In 1998 Jan met banana workers Doris Calvo and Carlos Arguedas and this encounter was to be the catalyst for Jan's Green Gold project. The aim of the project has been to highlight the iniquities of the international banana trade through personal narrative and different visual arts media. It is a long term project which Jan continues to work on today. Her involvement led Jan to work with Banana Link as that campaign organisation's Scottish Coordinator for almost 8 years, but under her own initiative she has made field trips to Costa Rica, Panama and Ecuador to do research and gather testimonies for Green Gold. It was through this project that Jan started making documentary films. Her most recent addition to the project is a series of film testimonies and photographic portraits from Cameroon in Central Africa.

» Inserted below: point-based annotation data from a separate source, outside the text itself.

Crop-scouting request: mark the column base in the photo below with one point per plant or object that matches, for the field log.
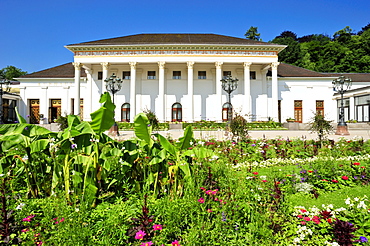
(342, 130)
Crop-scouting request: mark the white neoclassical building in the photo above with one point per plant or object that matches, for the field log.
(177, 76)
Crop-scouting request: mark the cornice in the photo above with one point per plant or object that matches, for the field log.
(177, 47)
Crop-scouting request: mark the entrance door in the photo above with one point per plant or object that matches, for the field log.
(34, 111)
(55, 110)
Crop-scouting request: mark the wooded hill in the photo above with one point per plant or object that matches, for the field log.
(345, 52)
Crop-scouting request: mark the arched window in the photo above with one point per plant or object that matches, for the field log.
(125, 112)
(225, 111)
(176, 112)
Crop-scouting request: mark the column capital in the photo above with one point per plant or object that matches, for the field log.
(218, 64)
(274, 65)
(190, 64)
(77, 65)
(161, 64)
(105, 65)
(247, 64)
(133, 65)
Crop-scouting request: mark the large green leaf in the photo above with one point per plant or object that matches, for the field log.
(143, 129)
(166, 144)
(39, 145)
(103, 118)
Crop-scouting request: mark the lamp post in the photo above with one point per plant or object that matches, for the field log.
(6, 82)
(229, 85)
(341, 85)
(113, 85)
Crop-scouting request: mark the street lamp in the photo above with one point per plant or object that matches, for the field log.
(5, 82)
(341, 85)
(229, 85)
(113, 85)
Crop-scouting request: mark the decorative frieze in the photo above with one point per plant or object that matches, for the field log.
(175, 52)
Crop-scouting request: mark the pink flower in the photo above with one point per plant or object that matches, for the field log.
(201, 200)
(140, 234)
(175, 243)
(147, 244)
(157, 227)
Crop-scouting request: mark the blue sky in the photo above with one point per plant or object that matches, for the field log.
(34, 33)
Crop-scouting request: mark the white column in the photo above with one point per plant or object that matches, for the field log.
(247, 89)
(132, 91)
(274, 91)
(105, 66)
(77, 66)
(161, 108)
(351, 108)
(218, 107)
(191, 90)
(44, 105)
(88, 98)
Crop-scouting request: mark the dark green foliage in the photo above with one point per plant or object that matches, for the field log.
(321, 126)
(239, 127)
(154, 122)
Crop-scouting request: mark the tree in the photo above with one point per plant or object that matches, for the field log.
(287, 34)
(11, 72)
(252, 34)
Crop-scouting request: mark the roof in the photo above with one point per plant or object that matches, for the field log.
(63, 71)
(174, 38)
(287, 70)
(355, 77)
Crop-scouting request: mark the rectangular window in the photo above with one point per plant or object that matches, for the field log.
(202, 75)
(298, 111)
(126, 75)
(176, 75)
(320, 107)
(252, 74)
(226, 73)
(151, 75)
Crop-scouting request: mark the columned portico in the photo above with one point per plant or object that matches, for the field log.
(77, 66)
(132, 90)
(247, 89)
(190, 65)
(218, 107)
(274, 91)
(161, 110)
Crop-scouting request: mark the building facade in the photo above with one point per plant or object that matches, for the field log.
(177, 76)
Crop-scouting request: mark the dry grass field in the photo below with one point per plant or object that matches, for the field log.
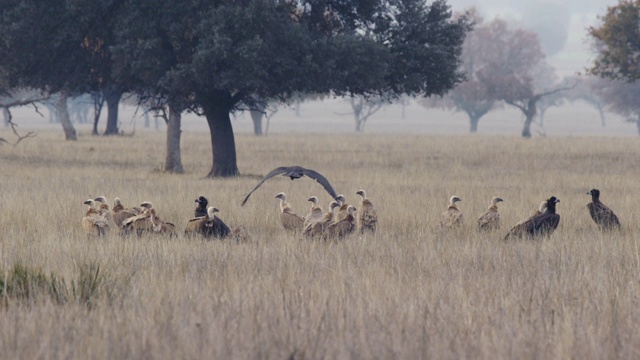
(407, 292)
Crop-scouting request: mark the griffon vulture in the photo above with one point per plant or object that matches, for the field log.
(342, 228)
(294, 172)
(317, 227)
(520, 229)
(452, 217)
(289, 219)
(103, 208)
(159, 226)
(92, 223)
(120, 214)
(367, 215)
(315, 213)
(600, 213)
(490, 220)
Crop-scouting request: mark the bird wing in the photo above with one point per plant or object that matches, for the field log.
(320, 179)
(277, 171)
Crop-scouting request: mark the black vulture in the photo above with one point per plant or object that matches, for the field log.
(294, 172)
(600, 213)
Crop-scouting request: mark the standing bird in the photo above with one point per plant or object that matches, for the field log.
(92, 223)
(317, 227)
(452, 217)
(201, 208)
(294, 172)
(342, 211)
(545, 223)
(520, 229)
(103, 208)
(490, 220)
(159, 226)
(367, 216)
(315, 213)
(600, 213)
(342, 228)
(120, 214)
(289, 219)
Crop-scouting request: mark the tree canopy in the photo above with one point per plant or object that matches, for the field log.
(617, 42)
(213, 57)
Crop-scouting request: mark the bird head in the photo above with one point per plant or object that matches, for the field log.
(362, 193)
(202, 200)
(101, 199)
(146, 205)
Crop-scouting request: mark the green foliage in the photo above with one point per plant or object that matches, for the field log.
(617, 42)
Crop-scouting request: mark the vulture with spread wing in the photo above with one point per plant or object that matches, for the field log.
(294, 172)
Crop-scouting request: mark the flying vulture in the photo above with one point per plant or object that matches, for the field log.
(289, 219)
(490, 220)
(452, 217)
(294, 172)
(600, 213)
(367, 215)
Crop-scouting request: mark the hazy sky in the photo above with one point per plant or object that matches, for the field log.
(561, 25)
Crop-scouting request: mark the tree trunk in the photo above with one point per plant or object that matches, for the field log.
(173, 162)
(216, 109)
(63, 115)
(256, 116)
(473, 122)
(5, 114)
(112, 96)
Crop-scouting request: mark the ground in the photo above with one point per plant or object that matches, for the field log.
(410, 291)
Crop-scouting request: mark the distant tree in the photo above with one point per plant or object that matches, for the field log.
(587, 91)
(621, 98)
(61, 46)
(522, 78)
(617, 42)
(472, 96)
(216, 57)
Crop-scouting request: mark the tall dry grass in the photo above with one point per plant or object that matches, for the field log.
(407, 292)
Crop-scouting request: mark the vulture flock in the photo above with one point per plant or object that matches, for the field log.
(541, 224)
(336, 222)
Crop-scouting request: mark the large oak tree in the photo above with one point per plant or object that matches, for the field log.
(220, 56)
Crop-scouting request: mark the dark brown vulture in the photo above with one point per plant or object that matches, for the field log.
(452, 217)
(600, 213)
(490, 220)
(289, 219)
(342, 228)
(520, 229)
(92, 223)
(294, 172)
(315, 213)
(201, 208)
(209, 226)
(540, 225)
(367, 216)
(317, 227)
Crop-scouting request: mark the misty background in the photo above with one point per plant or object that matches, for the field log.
(562, 29)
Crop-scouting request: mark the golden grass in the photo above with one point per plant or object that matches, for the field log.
(407, 292)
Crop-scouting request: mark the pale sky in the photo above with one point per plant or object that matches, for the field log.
(561, 25)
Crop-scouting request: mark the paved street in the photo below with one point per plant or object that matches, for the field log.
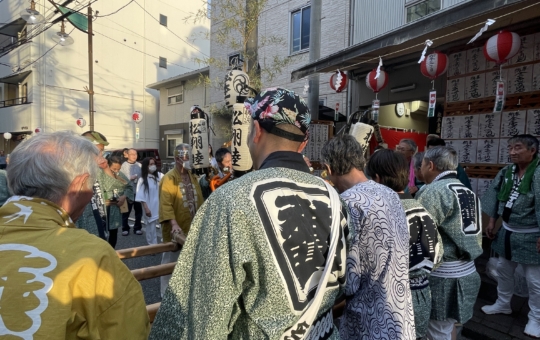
(150, 287)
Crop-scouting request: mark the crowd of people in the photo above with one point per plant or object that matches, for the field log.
(267, 255)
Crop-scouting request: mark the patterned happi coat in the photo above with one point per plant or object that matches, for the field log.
(425, 251)
(253, 258)
(379, 301)
(456, 212)
(517, 247)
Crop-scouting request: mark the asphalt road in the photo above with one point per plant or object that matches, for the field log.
(150, 287)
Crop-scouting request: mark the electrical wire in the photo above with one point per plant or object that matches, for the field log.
(153, 56)
(187, 42)
(118, 10)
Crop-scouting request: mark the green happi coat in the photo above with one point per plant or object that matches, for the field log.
(238, 277)
(456, 211)
(525, 214)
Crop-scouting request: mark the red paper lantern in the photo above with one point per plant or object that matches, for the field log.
(376, 84)
(137, 117)
(337, 84)
(434, 65)
(502, 46)
(81, 122)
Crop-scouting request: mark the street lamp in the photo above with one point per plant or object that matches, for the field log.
(62, 38)
(31, 15)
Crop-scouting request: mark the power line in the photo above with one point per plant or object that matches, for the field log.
(195, 47)
(118, 10)
(153, 56)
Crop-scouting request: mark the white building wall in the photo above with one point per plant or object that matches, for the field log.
(127, 47)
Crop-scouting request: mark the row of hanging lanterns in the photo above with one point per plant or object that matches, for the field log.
(499, 49)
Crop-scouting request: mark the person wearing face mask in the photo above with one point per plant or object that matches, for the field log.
(180, 197)
(148, 196)
(94, 217)
(116, 189)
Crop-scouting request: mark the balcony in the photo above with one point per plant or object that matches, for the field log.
(14, 101)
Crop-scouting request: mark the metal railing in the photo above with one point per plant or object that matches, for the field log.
(13, 102)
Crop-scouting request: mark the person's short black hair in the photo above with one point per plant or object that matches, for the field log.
(220, 154)
(435, 142)
(392, 168)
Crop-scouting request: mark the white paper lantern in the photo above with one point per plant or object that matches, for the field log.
(81, 122)
(198, 135)
(236, 83)
(241, 158)
(362, 133)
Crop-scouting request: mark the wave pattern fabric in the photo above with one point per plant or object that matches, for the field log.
(379, 302)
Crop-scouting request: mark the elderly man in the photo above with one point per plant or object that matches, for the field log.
(180, 197)
(59, 282)
(378, 294)
(132, 170)
(514, 196)
(256, 263)
(94, 217)
(409, 148)
(456, 212)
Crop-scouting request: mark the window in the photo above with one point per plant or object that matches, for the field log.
(163, 20)
(172, 142)
(162, 62)
(422, 8)
(175, 95)
(300, 29)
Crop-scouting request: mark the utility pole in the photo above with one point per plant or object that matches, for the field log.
(314, 54)
(90, 70)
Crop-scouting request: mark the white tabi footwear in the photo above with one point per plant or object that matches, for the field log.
(532, 329)
(497, 309)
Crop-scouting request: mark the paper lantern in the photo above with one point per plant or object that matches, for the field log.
(198, 135)
(338, 81)
(376, 84)
(434, 65)
(236, 83)
(502, 46)
(137, 117)
(81, 122)
(241, 158)
(362, 133)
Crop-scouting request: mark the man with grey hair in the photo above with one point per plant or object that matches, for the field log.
(380, 249)
(514, 195)
(456, 212)
(409, 148)
(57, 281)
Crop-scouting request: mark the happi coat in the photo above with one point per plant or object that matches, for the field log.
(173, 203)
(516, 239)
(456, 212)
(59, 282)
(425, 250)
(253, 257)
(379, 300)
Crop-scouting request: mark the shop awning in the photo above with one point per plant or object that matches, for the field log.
(15, 79)
(446, 29)
(13, 28)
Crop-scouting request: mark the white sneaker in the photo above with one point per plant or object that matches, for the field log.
(532, 329)
(497, 309)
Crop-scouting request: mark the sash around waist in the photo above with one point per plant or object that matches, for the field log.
(522, 229)
(454, 269)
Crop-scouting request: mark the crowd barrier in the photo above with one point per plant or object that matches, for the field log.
(167, 269)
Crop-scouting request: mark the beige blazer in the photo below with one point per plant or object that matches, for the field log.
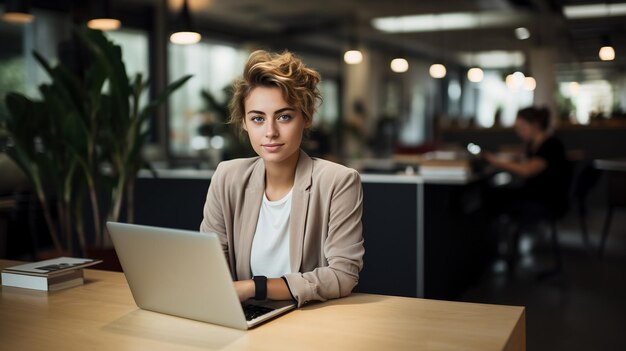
(325, 230)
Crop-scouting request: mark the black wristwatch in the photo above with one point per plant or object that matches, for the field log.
(260, 287)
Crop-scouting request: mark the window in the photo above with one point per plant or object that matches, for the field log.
(214, 66)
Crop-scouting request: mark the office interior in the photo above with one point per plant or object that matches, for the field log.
(404, 84)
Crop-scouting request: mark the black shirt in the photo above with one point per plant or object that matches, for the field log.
(551, 186)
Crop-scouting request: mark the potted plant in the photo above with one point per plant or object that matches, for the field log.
(81, 138)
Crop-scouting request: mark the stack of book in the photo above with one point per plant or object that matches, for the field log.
(445, 169)
(48, 275)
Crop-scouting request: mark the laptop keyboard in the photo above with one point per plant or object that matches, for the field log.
(254, 311)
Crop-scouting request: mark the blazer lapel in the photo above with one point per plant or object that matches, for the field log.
(299, 209)
(249, 219)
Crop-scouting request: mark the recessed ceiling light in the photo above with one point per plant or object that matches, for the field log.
(522, 33)
(595, 10)
(447, 21)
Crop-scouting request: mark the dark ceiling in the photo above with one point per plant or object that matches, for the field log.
(327, 26)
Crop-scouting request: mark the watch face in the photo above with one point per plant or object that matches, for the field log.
(260, 287)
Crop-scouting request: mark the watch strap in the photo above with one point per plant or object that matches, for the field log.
(260, 287)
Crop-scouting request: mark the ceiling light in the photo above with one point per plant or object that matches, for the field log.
(495, 59)
(101, 18)
(574, 87)
(595, 10)
(607, 53)
(17, 11)
(437, 70)
(529, 83)
(515, 81)
(353, 57)
(475, 75)
(399, 65)
(104, 24)
(447, 21)
(184, 34)
(522, 33)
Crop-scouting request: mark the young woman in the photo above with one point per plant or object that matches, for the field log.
(290, 225)
(545, 169)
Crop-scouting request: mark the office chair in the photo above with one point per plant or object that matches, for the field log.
(530, 217)
(616, 197)
(585, 179)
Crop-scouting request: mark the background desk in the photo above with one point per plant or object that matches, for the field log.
(431, 233)
(101, 315)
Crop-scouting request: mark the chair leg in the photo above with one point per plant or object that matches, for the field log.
(605, 231)
(555, 246)
(582, 215)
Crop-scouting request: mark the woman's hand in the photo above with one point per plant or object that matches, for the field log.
(245, 289)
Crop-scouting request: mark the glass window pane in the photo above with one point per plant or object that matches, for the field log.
(214, 66)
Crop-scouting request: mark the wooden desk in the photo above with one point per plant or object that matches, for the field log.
(101, 315)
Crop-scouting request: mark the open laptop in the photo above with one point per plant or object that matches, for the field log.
(184, 273)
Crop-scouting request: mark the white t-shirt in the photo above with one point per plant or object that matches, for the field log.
(270, 246)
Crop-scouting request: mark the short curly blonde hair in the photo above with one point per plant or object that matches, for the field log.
(284, 71)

Jan's films have been screened and broadcast internationally and both Bonita: Ugly Bananas and Pura Vida have won awards. She is a member of Glasgow-based voluntary film collective, Camcorder Guerrillas.
After riding again in Costa Rica, Jan rediscovered her love of horses and in 2005 took a "life's too short" decision to buy Chaparro, a five year old Andalusian gelding, in Cazalla de la Sierra, Spain. Jan had ridden as a teenager but had never been able to afford her own horse. In 2006 Jan moved Chaparro to Galaroza, Sierra de Huelva, where is he is still stabled. Now a regular visitor to the area, Jan's long hours in the saddle mean that she has gained an intimiate knowledge of the Sierra, as far as Portugal in the west, the province of Badajoz to the north and east through the hills to the town of Zufre. Jan is currently gathering portraits of local smallholders, their livestock and produce as part of her Lie of the Land project.
Closer to home, Jan works an allotment in Glasgow with her husband, architect Paul Barham.